Degaseificação: a degaseificação é com certeza um dos pontos mais sensíveis quando tratamos de se manter uma rotina analítica eficiente e produtiva. Muitos ignoram a importância deste fator nos dias atuais, graças a grande eficiência dos degaseificadores em linha que existem hoje nos sistemas HPLC / UHPLC, mas isso não elimina o risco de problemas com bolhas.


Como funciona um degaseificador em linha: basicamente no caminho fluídico do seu HPLC há um pequeno tubo plástico permeável à gás dentro de uma pequena câmara onde é aplicado vácuo; como este tubo é bastante fino, ele apresenta uma boa área de contato e por diferença de pressão, o gás dissolvido ou pequenas bolhas são forçadas a permearem o tubo e saírem da sua fase móvel.


O que acontece quando uma bolha de ar passa pra dentro do sistema HPLC: há muitas possibilidades quando tentamos imaginar como a bolha se comporta dentro do sistema HLPLC. Bolhas grandes podem causar grande oscilação da pressão, o que em alguns sistema mais modernos causará o interropimento do fluxo; se você tiver sorte, ela pode apenas causar uma oscilação no fluxo e pressão, oque inevitavelmente causará algum efeito na cromatografia. Se esta bolha passar no sistema no momento da injeção, ela pode ocupar um determinado volume dentro do loop de amostragem, o que causará problemas de reprodutibilidade. Enquanto passa pela coluna, a bolha tende a ficar em solução, mas não elimina a possibilidade de alguma interação com a separação cromatográfica.


Mas ao sair da coluna, a pressão do sistema volta a ficar próxima a pressão ambiente e a bolha reaparece, podendo causar picos ou distúrbios de linha de base. Micro bolhas irão se apresentar como um ruído constante de linha de base, facilmente observável para quem já conhece a cromatografia daquele método / análise específica.

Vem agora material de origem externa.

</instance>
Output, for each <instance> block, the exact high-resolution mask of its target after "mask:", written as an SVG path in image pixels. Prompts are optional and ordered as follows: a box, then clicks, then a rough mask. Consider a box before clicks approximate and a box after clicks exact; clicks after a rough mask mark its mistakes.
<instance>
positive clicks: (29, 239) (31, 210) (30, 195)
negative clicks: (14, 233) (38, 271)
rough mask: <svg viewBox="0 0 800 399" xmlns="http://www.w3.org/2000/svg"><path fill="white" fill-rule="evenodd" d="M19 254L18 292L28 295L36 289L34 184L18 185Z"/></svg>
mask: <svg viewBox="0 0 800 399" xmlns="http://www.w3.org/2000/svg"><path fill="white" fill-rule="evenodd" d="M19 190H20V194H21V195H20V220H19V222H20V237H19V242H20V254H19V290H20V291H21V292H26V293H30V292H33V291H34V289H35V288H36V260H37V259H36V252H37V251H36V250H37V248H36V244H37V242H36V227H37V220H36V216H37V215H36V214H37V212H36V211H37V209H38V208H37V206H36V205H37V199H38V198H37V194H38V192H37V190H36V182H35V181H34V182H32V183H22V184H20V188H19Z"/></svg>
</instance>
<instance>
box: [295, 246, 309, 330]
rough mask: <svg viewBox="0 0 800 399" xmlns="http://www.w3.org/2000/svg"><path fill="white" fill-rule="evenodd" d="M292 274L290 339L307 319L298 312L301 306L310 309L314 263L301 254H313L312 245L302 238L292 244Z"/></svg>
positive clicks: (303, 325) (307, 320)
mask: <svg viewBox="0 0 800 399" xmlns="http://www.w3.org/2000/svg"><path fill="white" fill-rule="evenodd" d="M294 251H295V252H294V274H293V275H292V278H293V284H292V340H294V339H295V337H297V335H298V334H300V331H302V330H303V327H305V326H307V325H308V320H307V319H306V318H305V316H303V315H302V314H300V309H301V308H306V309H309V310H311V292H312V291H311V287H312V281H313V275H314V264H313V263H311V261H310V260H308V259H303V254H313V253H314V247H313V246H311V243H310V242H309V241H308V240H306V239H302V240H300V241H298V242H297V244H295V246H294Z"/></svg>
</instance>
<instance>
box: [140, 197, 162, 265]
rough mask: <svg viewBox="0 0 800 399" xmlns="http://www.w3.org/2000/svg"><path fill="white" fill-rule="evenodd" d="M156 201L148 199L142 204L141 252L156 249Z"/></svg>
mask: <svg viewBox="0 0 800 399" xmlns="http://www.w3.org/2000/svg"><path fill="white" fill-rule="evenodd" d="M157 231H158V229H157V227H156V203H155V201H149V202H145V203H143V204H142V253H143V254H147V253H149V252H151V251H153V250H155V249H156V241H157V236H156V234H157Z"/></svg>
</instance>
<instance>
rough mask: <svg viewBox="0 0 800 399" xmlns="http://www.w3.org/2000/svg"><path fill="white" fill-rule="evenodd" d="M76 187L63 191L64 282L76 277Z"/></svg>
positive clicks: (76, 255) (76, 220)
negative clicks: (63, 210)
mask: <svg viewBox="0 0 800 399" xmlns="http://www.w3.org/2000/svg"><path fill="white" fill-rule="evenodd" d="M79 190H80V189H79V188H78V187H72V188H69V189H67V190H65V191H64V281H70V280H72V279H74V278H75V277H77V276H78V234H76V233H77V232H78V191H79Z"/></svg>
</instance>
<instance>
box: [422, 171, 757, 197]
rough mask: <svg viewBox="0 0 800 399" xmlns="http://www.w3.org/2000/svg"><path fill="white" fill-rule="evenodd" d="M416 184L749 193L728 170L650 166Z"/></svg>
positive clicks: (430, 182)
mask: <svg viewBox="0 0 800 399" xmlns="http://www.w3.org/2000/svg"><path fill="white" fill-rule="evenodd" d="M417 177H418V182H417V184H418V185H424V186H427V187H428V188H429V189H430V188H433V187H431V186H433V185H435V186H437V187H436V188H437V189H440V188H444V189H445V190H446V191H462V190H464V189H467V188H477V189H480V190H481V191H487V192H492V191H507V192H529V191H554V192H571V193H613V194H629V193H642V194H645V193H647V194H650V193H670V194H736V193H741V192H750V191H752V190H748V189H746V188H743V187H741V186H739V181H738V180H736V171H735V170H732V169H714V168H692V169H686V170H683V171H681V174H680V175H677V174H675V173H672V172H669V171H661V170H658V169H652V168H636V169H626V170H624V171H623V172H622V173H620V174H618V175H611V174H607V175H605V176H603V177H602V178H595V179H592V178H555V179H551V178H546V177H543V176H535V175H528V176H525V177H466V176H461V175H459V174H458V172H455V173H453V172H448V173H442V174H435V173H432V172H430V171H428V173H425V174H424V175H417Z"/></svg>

O oxigênio dissolvido na solução é mais grave para alguns tipos de detecção, como na fluorescência (supressão ou atenuação de alguns compostos), detectores de índice de refração ou para os detectores eletroquímicos em modo redutor.


Dicas práticas:


-    faça a degaseificação dos seus solventes para HPLC com vácuo e          ultrassom (método mais efetivo) por 10 min;

-    no caso de alta sensibilidade à presença de ar ou oxigênio dissolvido, utilize câmaras de degasser em série para aumentar a eficiência ou na purga com gás Hélio;
-    alterne o solvente utilizado nos canais do HPLC, para que ocorra um desgaste proporcional em todos

      os canais;

-    monitore a pressão do seu sistema durante os primeiros minutos de equilíbrio ou corrida, para se

      observar a presença de bolhas ou micro bolhas.